I think all poets should receive a fountain pen for each birthday. A fountain pen would remind them that someone loves them. It will also reinforce the notion that they're not impostors. Because when there are so many great dead people looking over your shoulder at what you are writing, pretty soon, you start to feel like an impostor.
Being a poet is a difficult profession.
Receiving a good fountain pen once a year would remind poets that at least one reader takes their poetic occupation seriously. One reader, just as one word, could make all the difference.
It would be so easy to save a poet. One could do it with relatively small out-of-pocket expenses by hiring them an occasional housekeeper, presenting them with a nice pen, and offering them publications; this way, poets can be clean, have a writing instrument, and feel needed, which is more than enough to get through tough times.

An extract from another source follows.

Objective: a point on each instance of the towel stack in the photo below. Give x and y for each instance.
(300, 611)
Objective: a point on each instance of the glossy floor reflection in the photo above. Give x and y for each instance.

And for poets, tough times are most of the time, even with some occasional pampering.
Lera, I love this post! I have an assortment of fountain pens from over the years -- most of them gifts from beloveds or bosses, the occasional one a gift from me to me, a couple of them way above my pay-grade. The physical act of writing is so much more pleasant with a good pen, a nice flow of ink in a beautiful color. Yes! Let's do it; let's put fountain pens on our birthday wish lists!
Posted by: Moira | June 05, 2021 at 02:43 PM
Professional poets are the idiot bastards that the shotgun marriage of the culture factory and the book business produce. The marriage is the result of the public shaming of Random House CEO Bennett Cerf and his Famous Writer's School in 1970. Since then, more than 800 colleges and universities have implemented writing programs, and begun to coin professional poets.
As a born poet, who loathes all waste, I reverted to fountain pens, which I had cut my teeth on in grammar school, only a few months ago. The only approbation poets require comes from family and friends.